The prosecutor’s indictment also focuses on a civic group, Anadolu Kültür A.S., which Kavala founded and runs, describing its activities as “divisive” and discriminatory for focusing on minority groups in Turkey. The prosecutor’s assertions about Anadolu Kültür lack any obvious relevance to either the espionage or coup charges Kavala faces. It is unclear why the indictment includes commentary about the organization’s activities, which predominantly relate to arts as a means of dialogue across the political spectrum.
The main accusation against Barkey in the indictment is that he organized a conference about Iran in a hotel on Istanbul’s Büyükada island at the time of the July 15, 2016 coup attempt as cover for his involvement in the coup. The prosecutor also focuses on Barkey’s regular travel to Turkey over years, including in the year of the Gezi Park protests, to suggest that he was engaged in nefarious activities. Presenting no detail of these activities or of the alleged espionage and coup plotting, the prosecutor admits the lack of evidence with the conclusion that “certainly because intelligence organizations’ activities are conducted secretly it must be taken into consideration that it has not been possible to establish all the suspect’s espionage activities against Turkey” (p. 40).

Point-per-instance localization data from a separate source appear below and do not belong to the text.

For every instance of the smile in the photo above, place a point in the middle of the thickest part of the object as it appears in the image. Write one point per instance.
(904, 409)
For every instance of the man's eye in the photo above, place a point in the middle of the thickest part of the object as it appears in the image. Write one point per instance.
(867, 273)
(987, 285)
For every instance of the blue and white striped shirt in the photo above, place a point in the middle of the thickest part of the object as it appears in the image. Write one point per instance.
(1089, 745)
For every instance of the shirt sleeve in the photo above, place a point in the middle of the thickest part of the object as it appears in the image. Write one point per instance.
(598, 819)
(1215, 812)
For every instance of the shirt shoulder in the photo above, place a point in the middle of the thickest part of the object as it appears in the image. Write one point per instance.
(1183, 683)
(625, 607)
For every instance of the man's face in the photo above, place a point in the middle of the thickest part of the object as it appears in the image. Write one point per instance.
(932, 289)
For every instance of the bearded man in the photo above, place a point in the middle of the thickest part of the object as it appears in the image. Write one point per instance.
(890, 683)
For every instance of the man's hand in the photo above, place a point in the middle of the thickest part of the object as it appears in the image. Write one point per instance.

Undaunted by the lack the evidence of espionage, the prosecutor focuses on the Iran conference, those invited, and how they followed news of the coup from their Büyükada hotel. The prosecutor attributes particular significance to the alleged discovery at the hotel of a small souvenir bell bearing the word “Pennsylvania” – Pennsylvania is the home of the US historic symbol of freedom, the Liberty Bell. A photograph of the said bell is included twice in the indictment, with the prosecutor making a wholly unfounded conclusion that Barkey left it there and that “It is clear that it was, in essence, giving a message relating to the coup attempt,” because it carried the word Pennsylvania, the US state where the Sunni cleric Fethullah Gülen, whom the Turkish government accuses of masterminding the July 15 coup attempt, is a resident. There is no explanation of what that message was, to whom it was directed, and for what purpose.
The indictment also offers opinions about state security and espionage and claims that the intelligence services use international nongovernment organizations, without presenting specific facts that make such assertions relevant to a criminal case against Kavala and Barkey. Such statements seem to be included simply to support a thesis that the defendants’ connections with foreigners demonstrate their guilt in the absence of specific facts that might prove actual criminal activity.
On October 16, Turkey’s Official Gazette published a presidential decree announcing that Hasan Yılmaz, the Istanbul deputy chief prosecutor whose name appears as the author of the indictment against Kavala and Barkey, had been promoted to deputy justice minister. As deputy justice minister, Yılmaz also became an ex officio member of the 13-person Council of Judges and Prosecutors, the body responsible for administering the appointment and disciplinary matters of judges and prosecutors. Yılmaz’s promotion to high office days after lending his name to the latest indictment of Kavala, whom President Recep Tayyip Erdoğan has targeted in at least three public speeches, not only sends a strong message that Turkey’s presidency supports the indictment, but gives credibility to concerns, shared by Human Rights Watch and the International Commission of Jurists, that it was prepared under the instruction of Turkey’s presidency with Yılmaz rewarded for complying with executive orders.